The Mark 14 torpedo was an anti-shop torpedo used by the US Navy during World War II. However, it was plagued by problems early on.
The Mark 14
The torpedo was developed during the Great Depression and intended to replace the Mark 10 Torpedo.
Since they were expensive, priced at $10,000 apiece, there were no live-fire tests as the Navy couldn’t afford to lose any of its weapons at that time.
One of the Most Unreliable Torpedoes of the US Navy
When World War II rolled in, and submarine commanders went to war, they realized that the submarines either exploded prematurely, ran too deep, or worse- went back to sink their own submariners.
The Torpedo Scandal
The scandal surrounding the torpedo had less to do with the actual torpedo, but with the refusal of the Bureau of Ordinance to address the issues.
The BuOrd instead blamed the sailors and submarines for being incompetent.
Confrontation
Then Then-Rear Adm.
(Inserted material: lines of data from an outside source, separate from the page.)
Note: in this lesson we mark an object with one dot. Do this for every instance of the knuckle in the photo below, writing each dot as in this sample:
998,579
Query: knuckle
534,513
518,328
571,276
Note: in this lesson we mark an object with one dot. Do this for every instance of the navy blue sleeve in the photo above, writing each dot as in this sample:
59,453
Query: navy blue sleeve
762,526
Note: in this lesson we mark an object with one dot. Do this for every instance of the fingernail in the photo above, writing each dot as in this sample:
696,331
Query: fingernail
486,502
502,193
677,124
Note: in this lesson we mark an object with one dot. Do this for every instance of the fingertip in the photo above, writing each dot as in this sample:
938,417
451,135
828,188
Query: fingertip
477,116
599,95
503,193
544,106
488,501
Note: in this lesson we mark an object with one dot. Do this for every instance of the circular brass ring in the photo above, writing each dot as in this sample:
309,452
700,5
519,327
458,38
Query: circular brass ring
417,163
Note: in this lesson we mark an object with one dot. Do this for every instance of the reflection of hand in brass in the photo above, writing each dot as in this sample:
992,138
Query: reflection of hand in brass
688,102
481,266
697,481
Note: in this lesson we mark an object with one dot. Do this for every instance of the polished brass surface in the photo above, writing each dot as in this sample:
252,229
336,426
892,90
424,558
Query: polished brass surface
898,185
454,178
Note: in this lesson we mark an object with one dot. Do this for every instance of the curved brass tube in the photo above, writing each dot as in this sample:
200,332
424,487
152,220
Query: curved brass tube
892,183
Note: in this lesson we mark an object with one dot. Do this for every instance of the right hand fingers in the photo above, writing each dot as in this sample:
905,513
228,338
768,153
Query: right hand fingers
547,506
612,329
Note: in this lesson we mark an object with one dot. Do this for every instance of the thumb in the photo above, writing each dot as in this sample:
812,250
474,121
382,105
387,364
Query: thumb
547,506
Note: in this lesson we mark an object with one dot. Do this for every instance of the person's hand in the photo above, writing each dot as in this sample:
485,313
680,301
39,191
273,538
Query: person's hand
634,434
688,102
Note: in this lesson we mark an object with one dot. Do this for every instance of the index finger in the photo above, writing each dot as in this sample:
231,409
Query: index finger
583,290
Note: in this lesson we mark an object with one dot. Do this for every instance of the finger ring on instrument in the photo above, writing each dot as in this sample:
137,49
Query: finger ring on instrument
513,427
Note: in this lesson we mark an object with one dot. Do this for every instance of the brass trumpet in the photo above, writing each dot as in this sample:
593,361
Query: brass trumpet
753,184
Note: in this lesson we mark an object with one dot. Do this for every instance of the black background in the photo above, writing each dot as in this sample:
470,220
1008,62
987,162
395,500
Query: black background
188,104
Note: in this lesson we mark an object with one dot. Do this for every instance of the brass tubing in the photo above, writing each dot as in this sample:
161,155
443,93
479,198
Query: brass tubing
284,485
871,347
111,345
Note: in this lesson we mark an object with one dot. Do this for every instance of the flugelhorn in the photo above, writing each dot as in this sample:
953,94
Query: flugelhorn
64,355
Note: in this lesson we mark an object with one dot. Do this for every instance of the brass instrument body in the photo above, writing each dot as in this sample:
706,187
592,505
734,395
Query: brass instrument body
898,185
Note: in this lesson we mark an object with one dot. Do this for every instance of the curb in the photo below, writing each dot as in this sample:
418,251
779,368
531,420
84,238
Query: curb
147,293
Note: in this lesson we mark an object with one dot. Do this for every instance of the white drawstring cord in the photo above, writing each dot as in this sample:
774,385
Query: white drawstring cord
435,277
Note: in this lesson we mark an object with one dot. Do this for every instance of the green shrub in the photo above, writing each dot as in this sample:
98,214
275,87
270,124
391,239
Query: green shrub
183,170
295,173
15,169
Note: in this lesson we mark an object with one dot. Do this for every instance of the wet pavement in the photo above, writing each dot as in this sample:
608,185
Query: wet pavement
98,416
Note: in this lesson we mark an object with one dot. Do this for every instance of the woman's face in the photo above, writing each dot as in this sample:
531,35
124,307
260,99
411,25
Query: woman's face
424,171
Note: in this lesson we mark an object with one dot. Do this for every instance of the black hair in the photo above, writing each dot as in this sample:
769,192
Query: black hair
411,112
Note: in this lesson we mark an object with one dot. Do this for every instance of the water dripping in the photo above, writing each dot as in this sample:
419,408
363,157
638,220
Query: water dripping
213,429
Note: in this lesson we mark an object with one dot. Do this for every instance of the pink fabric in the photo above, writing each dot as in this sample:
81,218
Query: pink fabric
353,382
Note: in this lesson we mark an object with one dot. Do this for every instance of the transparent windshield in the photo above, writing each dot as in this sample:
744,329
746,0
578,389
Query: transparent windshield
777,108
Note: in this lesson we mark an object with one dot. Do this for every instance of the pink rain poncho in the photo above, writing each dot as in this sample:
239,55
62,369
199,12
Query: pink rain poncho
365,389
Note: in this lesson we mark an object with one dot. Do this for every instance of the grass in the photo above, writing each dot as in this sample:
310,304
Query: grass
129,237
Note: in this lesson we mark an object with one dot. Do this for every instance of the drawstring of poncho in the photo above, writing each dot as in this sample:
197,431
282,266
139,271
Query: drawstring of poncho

Charles A. Lockwood Jr., Commander of the Submarines in the Southwest Pacific decided to take on the BuOrd himself to fix these recurring problems.
Lockwood attended the Submarine Officers Conference in Washington to confront the BuOrd leaders. Partially, Lockwood succeeded, as the BuOrd agreed to put the torpedo under study.
Too Late
When the BuOrd finally agreed to make the necessary alterations, 53 US submarines were already lost in the war, with 20 sunk before October 1943.
On the flip side, the following torpedo models had put to good use the lesson learned from this massively failed torpedo that almost turned the tides of the war.